Clear Sky Science · en
EPEE: towards efficient and effective foundation models in biomedicine
Why faster thinking AI matters in medicine
Modern artificial intelligence can read medical charts and scan images with impressive skill, but in real hospitals every second counts. Doctors in emergency rooms and intensive care units cannot wait while a huge model slowly “thinks” through dozens of steps, especially if those extra steps do not improve the answer. This study introduces a way to help large medical AI systems know when they have already seen enough to make a safe, confident decision, saving time and computer power without sacrificing accuracy.
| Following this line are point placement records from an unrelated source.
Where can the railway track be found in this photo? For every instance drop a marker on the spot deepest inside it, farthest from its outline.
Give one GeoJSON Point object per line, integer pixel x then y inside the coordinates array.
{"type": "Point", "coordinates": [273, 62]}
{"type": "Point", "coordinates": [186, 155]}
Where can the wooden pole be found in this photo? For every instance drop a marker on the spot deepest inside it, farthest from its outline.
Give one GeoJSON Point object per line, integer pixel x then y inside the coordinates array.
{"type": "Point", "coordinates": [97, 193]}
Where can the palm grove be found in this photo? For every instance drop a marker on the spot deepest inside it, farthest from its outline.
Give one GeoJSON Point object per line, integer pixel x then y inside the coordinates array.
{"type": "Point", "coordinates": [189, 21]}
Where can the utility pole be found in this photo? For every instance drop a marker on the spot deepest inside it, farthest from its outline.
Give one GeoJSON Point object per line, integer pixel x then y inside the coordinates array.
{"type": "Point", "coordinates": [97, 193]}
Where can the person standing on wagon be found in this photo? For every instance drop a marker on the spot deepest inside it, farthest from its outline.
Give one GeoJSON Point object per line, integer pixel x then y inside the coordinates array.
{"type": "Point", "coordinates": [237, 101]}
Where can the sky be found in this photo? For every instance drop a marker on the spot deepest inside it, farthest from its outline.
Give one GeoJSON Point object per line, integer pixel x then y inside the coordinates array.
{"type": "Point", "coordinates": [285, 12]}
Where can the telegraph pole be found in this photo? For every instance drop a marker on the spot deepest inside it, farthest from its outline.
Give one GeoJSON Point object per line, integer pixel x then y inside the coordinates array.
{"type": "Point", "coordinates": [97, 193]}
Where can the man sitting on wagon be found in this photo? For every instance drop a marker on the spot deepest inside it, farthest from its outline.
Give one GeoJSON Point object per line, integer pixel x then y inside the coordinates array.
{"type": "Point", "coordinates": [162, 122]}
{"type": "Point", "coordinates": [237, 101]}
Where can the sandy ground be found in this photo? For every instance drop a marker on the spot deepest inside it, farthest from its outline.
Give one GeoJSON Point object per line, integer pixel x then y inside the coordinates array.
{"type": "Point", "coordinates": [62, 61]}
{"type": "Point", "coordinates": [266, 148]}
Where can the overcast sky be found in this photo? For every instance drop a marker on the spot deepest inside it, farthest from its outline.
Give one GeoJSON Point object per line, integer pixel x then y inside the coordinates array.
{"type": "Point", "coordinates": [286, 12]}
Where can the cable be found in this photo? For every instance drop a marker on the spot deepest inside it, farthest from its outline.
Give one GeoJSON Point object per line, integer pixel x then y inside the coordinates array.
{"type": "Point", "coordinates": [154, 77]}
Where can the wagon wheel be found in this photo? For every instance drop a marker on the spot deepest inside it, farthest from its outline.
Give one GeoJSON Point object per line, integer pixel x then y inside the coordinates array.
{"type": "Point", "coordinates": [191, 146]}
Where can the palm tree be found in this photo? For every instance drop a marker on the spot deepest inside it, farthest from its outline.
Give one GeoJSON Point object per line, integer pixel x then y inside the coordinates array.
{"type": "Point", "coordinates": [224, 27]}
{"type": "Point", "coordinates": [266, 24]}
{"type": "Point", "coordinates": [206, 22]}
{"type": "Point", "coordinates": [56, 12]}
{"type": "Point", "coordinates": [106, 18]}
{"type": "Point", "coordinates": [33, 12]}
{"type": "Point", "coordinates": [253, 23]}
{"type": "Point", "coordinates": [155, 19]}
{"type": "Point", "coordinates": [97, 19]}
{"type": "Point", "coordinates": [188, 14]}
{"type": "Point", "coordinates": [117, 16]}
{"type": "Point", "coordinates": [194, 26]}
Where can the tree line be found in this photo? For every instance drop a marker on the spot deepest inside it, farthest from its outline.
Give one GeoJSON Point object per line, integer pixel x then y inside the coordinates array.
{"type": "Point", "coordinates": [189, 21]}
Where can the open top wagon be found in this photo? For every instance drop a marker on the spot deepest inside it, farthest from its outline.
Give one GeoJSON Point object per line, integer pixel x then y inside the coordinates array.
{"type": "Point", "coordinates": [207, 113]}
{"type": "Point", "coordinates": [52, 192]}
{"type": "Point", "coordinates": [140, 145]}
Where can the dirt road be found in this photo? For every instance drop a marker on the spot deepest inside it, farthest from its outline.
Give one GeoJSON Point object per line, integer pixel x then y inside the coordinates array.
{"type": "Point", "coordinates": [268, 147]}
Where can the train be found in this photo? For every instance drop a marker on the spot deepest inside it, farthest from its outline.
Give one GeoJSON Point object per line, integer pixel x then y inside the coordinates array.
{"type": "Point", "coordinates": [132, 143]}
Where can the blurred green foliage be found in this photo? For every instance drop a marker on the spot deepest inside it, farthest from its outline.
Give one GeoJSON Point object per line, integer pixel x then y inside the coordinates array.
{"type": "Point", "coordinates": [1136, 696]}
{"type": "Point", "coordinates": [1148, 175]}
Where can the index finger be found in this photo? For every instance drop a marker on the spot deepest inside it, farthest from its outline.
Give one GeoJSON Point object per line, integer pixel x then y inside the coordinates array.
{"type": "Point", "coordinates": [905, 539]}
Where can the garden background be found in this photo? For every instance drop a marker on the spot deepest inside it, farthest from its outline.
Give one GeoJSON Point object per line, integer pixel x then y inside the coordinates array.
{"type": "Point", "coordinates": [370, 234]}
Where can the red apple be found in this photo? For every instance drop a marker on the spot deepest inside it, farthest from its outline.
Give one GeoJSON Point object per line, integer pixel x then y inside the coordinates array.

The problem of slow and fussy AI
Large “foundation” models power many recent advances in health technology. Language models help sift through electronic health records and research papers, while vision models examine images such as X rays and tissue slides. Yet these models are built with many stacked layers that process the same input again and again. In practice, the later layers often add little value and can even hurt accuracy, a problem the authors call overthinking. For a doctor waiting on a risk score or a flag for a dangerous drug interaction, this extra mental churn from the computer turns into real-world delays and higher computing costs.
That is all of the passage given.